I reached my full retirement age (FRA) last year. I'm still working full time. Is there a penalty for starting to collect Social Security while working? I want to collect my maximum benefit without penalty.
Since you've reached your FRA, you can collect Social Security while you work without a penalty. But it still might make financial sense to postpone your benefit.
First, the rules:
When people work and collect Social Security before reaching FRA, their benefit is reduced if their earned income exceeds an annual limit. (If you're under FRA for all of 2021, you forfeit $1 of benefit for every $2 you earn above $18,960. If you reach FRA in 2021, you forfeit $1 for every $3 earned above $50,520 until your birthday month.)
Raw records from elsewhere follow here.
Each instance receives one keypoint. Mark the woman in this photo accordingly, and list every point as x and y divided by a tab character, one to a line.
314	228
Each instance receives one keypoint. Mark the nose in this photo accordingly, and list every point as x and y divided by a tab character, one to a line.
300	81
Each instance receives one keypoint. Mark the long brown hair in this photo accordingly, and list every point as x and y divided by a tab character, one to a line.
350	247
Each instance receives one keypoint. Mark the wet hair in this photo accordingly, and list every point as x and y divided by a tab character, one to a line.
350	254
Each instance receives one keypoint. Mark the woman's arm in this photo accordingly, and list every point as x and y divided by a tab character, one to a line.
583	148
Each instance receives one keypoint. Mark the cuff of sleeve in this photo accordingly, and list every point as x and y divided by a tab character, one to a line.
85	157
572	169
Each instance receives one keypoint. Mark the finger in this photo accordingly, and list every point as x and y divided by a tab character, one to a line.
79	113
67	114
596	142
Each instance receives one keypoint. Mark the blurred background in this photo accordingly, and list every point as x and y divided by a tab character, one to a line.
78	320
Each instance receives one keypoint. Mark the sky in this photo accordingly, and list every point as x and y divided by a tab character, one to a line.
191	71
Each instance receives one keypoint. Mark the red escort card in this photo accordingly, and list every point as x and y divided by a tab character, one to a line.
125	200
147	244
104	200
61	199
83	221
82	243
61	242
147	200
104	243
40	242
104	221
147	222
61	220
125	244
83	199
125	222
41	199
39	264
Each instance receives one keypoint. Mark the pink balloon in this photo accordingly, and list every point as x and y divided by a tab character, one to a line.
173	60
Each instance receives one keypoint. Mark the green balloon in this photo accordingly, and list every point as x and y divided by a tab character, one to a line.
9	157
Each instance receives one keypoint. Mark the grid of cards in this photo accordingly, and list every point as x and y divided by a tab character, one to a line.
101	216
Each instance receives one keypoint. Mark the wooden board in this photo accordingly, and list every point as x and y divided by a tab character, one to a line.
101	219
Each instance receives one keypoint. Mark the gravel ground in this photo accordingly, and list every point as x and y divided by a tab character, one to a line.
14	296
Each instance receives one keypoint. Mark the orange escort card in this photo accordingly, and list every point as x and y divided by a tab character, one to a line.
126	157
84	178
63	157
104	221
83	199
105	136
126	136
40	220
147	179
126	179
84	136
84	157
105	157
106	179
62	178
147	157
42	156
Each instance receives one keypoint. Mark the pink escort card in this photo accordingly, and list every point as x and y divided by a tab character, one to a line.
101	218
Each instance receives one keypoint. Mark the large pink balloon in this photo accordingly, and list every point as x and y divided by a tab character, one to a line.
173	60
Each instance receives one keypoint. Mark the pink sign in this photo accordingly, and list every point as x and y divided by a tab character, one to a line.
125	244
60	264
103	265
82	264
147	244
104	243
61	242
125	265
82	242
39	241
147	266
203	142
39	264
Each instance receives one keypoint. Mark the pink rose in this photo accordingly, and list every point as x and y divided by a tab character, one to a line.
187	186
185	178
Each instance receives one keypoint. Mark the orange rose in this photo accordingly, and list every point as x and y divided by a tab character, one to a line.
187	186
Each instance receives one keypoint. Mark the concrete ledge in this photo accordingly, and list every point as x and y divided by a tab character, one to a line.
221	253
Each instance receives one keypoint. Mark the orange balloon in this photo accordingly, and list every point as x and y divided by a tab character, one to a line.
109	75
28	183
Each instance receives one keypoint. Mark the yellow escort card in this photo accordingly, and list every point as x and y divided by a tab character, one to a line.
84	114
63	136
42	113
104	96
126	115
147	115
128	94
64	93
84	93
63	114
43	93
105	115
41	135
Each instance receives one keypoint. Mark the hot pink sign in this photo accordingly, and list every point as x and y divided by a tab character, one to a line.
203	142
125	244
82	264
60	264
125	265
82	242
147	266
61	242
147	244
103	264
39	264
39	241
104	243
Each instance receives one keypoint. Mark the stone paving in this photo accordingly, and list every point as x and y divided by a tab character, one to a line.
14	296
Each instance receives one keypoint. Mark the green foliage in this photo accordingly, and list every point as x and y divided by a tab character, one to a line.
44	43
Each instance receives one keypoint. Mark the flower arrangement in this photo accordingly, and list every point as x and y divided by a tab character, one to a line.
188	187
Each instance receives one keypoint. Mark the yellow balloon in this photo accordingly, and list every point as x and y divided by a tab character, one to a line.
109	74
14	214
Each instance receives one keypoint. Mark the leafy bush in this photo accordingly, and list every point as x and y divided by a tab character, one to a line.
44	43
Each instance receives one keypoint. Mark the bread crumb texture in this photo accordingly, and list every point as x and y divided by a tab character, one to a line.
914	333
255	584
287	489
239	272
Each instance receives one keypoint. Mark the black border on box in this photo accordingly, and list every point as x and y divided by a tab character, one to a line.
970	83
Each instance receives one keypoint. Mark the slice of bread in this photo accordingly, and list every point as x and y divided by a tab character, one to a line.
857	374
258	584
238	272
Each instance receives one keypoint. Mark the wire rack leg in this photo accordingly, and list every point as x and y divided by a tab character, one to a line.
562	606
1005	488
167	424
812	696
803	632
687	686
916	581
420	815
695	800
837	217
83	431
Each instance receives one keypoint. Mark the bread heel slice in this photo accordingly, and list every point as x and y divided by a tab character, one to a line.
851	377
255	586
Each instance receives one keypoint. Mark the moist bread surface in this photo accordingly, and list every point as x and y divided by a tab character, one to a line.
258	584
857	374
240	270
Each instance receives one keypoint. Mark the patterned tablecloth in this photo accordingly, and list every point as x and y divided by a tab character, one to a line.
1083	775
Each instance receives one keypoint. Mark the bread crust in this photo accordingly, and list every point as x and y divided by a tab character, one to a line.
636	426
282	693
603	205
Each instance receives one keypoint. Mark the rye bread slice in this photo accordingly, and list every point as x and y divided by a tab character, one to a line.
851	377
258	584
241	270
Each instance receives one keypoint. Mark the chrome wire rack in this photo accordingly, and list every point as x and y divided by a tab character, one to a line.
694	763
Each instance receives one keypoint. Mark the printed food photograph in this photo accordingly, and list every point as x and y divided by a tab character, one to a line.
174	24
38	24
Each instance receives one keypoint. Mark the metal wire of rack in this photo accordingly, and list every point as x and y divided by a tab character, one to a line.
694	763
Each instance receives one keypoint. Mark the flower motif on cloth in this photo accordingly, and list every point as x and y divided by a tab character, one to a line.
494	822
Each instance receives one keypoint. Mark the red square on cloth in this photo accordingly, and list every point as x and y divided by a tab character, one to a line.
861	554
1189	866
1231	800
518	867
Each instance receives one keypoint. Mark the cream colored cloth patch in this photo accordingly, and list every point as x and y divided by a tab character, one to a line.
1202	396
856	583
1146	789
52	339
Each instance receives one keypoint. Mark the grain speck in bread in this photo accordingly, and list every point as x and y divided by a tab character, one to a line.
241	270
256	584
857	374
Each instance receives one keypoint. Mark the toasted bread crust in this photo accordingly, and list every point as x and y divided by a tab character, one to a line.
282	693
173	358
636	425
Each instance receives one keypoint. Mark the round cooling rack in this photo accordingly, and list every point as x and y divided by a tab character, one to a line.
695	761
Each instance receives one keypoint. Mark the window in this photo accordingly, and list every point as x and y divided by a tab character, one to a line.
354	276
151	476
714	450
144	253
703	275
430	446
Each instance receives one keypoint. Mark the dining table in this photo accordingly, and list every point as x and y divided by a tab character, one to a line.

Once you reach FRA, there’s no benefit reduction no matter how much you earn. But your tax bill may go up. Here’s why:
If you're married filing jointly, up to 50% of your benefit might be taxed if your "provisional income" — half your Social Security benefits plus all your other income (including tax-exempt income) — is between $32,000 and $34,000. If your provisional income exceeds $44,000, up to 85% of your benefit might be taxed. Single taxpayers may owe taxes on up to 50% of their benefit if their provisional income is between $25,000 and $34,000; if it's over $34,000, up to 85% of their benefit may be taxed.
Talk to your tax accountant. If you don't actually need Social Security, you may want to delay it until you're no longer working. There’s a bonus for that delay, too. Your benefit amount grows for up to four years when you postpone collecting it after reaching FRA.
The bottom line
Collecting a Social Security benefit while you work involves potential trade-offs.